As mentioned above, the conversion method can be changed over any period of time as needed. can. The specific period during which the conversion method should be changed depends on the individual design of the memory system. and reliability requirements. However, for questions where memorized data is still required, When you change the conversion method, any data stored under the previous conversion method will be transferred to the CPU15. Please understand that it is not accessible by. Therefore, at that time, the CPU The input address specified by 15 no longer corresponds to the same output address and all This means that the input address will be translated differently to the output address, and the memo will be The corresponding physical locations within the library will also be different. Cache is simply used for temporary storage. uses a memory system such as memory, but does not block programs or data. Other memory systems that require permanent memory storage may require a different conversion method. That becomes a problem. Such permanently stored programs require certain conversion methods and must be preserved when changing from one conversion method and period to another. Ta For example, an operating system that resides on a hard disk drive. The program requires such preservation.

Referring now to Figures 58 through 5C, such permanently stored programs Temporary buffer 70 is used in memory systems that have programs or data. to retranslate the program to a location in memory using the new conversion method to be implemented. can do. For example, a new conversion scheme and period may be found in memory location 75. If you need to transfer data to memory location 90 and vice versa copies some of the data in location 90 to buffer 70, as shown in FIG. 5A. or transfer.

Some buffers 70 include cache memory, part of main memory, external disk, etc. , in any unused memory space (or in memory dedicated for such purpose) It can also be a part of the chip. It is then stored in location 75, as shown in FIG. 5B. data can be written to location 90, and more specifically, to location 75. day of data can be written on top of the data at position 9o. Next, as shown in Figure 5C, , the data in the temporary buffer 70 (the data originally stored in location 90) is It is possible to write to location 75. Therefore, the data previously stored in location 75 The data is now stored in location 90, and the data previously stored in location 90 is now stored in location 90. It is stored in position 75 when . This data is then applied to the new conversion method and period. can be accessed correctly in time.

Next, a specific application of the present invention to a cache memory will be considered. first In order to present the operation of the present invention in a cache in an appropriate environment, A brief explanation of flash memory will be given.
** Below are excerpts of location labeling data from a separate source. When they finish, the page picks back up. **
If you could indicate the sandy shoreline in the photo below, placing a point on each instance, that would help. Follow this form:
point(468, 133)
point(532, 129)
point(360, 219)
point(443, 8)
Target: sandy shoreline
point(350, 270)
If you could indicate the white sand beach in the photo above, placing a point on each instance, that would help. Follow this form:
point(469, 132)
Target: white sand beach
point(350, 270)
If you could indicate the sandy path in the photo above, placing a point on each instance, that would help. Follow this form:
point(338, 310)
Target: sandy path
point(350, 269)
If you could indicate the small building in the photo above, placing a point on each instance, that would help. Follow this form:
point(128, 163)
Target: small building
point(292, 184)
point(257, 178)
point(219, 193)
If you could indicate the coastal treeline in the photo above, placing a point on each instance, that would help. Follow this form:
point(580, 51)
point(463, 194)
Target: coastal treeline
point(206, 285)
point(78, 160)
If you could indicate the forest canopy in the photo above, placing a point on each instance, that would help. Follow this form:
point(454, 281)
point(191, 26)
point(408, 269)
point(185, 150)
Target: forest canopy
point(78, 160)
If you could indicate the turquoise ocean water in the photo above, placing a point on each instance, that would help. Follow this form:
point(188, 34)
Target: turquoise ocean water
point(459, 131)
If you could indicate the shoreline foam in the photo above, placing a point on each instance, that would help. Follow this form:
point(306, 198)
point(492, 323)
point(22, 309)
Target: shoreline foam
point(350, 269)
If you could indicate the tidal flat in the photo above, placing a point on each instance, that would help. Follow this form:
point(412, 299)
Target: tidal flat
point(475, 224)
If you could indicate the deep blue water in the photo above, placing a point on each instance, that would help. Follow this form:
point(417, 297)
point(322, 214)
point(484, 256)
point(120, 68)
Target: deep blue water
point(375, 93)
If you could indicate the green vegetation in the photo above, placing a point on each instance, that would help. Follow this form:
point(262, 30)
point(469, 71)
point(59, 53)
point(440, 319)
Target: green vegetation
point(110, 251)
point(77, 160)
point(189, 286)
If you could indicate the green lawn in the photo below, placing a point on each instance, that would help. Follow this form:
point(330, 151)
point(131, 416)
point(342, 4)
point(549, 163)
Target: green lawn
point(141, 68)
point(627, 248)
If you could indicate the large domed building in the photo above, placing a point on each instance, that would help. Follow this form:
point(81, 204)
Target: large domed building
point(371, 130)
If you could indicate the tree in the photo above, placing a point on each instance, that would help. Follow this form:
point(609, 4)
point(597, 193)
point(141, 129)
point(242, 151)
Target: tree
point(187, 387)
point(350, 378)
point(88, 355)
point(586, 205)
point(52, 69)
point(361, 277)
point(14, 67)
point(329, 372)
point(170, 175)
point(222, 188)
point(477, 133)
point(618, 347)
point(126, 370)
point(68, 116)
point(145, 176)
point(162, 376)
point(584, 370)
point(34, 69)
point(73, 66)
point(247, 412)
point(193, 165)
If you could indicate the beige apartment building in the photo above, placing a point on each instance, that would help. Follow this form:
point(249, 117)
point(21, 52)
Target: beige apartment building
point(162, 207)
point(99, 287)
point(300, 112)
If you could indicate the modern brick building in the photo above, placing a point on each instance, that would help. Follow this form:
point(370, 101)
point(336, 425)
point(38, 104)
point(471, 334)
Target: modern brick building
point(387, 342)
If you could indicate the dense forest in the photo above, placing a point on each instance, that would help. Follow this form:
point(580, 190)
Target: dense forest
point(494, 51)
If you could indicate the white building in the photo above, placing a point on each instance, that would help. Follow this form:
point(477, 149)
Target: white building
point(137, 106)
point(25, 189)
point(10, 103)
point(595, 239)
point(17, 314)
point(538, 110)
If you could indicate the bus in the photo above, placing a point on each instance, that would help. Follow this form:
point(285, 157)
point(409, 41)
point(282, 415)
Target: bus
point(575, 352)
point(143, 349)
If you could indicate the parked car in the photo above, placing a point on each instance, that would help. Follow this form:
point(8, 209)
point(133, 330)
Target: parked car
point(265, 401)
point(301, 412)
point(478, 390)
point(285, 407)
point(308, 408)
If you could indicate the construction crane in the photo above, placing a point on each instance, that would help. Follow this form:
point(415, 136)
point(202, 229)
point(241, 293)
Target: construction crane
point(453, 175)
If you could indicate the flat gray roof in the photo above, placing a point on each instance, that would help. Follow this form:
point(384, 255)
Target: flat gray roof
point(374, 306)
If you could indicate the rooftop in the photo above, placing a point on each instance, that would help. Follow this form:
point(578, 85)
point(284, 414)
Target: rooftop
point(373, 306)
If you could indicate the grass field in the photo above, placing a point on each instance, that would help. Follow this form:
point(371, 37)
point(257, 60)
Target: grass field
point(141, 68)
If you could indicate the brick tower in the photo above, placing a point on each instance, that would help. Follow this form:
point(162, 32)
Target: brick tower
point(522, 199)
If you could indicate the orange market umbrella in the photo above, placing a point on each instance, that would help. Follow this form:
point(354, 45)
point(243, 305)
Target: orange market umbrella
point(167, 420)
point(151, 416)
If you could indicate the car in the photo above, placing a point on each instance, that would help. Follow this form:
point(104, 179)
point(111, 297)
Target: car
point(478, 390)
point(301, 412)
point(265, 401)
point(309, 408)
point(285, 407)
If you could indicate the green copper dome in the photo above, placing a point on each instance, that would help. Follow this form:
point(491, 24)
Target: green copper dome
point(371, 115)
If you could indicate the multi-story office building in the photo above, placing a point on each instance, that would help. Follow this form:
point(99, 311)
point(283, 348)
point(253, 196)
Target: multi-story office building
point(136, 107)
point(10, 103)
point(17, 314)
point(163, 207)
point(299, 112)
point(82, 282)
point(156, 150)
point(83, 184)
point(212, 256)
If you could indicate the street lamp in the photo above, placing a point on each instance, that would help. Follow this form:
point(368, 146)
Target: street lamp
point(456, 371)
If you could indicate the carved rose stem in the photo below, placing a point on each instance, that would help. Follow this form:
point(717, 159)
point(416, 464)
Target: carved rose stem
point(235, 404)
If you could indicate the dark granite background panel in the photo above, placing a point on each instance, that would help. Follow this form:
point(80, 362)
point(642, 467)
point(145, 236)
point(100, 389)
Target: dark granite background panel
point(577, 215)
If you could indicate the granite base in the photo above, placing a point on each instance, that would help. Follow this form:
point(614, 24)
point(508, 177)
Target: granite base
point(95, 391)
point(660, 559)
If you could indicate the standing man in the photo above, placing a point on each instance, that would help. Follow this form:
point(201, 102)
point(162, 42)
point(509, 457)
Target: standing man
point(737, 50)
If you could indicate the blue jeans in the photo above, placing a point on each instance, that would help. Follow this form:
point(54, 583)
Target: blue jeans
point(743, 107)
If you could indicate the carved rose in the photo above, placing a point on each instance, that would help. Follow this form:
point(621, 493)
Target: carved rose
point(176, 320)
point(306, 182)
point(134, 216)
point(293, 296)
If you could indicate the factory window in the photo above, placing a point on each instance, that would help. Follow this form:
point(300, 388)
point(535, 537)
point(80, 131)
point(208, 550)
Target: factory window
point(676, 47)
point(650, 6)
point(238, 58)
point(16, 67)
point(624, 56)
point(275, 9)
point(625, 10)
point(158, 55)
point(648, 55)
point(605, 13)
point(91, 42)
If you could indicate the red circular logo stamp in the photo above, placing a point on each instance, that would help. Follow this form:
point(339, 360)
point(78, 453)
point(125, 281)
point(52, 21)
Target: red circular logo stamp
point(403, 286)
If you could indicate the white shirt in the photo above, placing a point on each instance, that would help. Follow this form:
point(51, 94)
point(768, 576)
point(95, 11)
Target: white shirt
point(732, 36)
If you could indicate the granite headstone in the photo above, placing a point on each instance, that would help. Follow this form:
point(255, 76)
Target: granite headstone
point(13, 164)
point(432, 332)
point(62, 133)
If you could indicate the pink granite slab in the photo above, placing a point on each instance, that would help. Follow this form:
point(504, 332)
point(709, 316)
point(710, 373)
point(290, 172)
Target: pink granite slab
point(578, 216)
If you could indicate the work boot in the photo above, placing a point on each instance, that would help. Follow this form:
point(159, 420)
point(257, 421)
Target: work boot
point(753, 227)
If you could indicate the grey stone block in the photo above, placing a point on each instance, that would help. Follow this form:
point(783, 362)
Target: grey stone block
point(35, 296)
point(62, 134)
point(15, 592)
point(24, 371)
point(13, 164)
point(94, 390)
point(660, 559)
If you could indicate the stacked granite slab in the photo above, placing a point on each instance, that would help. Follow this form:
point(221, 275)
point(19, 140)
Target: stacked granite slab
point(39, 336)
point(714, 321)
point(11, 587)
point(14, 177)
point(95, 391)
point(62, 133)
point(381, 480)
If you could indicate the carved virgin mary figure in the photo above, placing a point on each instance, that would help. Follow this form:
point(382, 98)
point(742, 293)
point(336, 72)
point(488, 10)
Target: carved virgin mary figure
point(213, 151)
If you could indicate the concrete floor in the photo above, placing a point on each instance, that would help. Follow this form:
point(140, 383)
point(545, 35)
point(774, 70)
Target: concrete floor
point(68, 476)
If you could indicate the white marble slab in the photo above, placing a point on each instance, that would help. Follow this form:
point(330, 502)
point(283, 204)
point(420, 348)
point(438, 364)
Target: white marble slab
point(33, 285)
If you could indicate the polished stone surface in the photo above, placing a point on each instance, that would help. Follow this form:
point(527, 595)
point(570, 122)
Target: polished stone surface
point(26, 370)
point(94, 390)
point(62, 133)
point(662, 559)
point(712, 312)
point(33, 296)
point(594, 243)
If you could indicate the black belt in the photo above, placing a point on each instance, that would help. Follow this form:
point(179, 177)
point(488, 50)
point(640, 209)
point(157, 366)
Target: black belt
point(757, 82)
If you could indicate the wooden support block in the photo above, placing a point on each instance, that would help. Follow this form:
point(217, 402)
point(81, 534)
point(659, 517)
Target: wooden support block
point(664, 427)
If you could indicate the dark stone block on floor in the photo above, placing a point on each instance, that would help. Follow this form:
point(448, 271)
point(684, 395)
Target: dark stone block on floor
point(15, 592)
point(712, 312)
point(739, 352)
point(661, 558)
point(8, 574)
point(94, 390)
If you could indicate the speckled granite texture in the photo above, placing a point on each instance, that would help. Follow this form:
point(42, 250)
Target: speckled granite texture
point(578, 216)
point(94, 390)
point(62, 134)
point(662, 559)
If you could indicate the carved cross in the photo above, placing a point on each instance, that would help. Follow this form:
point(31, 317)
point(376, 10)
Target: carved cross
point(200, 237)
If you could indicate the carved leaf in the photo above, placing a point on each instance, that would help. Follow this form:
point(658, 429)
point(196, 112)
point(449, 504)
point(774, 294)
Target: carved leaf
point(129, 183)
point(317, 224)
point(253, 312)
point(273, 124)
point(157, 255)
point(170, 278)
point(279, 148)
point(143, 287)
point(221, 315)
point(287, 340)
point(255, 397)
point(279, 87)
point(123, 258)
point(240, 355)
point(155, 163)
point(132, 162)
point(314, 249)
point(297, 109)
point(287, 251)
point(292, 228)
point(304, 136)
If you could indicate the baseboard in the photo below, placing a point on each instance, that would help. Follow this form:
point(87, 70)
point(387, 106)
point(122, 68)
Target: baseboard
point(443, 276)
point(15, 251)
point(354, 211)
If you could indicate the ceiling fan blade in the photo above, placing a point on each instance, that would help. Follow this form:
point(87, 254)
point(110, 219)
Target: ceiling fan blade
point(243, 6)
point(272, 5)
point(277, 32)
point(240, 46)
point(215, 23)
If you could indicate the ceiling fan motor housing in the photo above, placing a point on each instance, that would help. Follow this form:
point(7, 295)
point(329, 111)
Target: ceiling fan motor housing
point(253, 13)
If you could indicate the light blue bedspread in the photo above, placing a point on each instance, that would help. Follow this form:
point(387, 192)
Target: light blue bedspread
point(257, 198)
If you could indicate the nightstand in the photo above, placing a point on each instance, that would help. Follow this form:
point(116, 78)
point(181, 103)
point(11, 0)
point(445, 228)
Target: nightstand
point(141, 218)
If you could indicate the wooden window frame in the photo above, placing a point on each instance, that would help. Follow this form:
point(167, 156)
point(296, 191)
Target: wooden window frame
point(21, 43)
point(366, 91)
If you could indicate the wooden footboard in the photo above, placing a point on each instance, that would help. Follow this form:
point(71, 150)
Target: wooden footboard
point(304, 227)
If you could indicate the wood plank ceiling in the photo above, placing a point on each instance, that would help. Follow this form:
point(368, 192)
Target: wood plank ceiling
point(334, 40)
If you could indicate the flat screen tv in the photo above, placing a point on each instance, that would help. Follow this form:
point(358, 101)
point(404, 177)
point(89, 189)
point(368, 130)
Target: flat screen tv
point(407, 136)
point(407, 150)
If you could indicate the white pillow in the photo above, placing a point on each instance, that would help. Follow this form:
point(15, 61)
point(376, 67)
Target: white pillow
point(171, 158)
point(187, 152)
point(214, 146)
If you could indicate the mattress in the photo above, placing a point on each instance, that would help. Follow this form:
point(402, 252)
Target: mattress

To simplify the drawing, in Figure 6 A unidirectional associative cache 95 is shown. Cache access from CPU Assume that all addresses are in 8-byte double word (DW) units. , On a typical high-performance computer, each access to main memory takes 20 to 3o machine cycles may also be required.

To compensate for such long read delays for main memory accesses, CP Cache storage devices are widely used as high-speed buffers for data access. It's here. In many computer systems, cache is simply a storage subsystem. It is implemented as a hardware layer of the system and has no impact on the program/software. do not have.

Typically, a cache is a block of memory of a fixed size (e.g., 12 8 bytes), and includes a directory section 100 and an array section 105. Contains two parts.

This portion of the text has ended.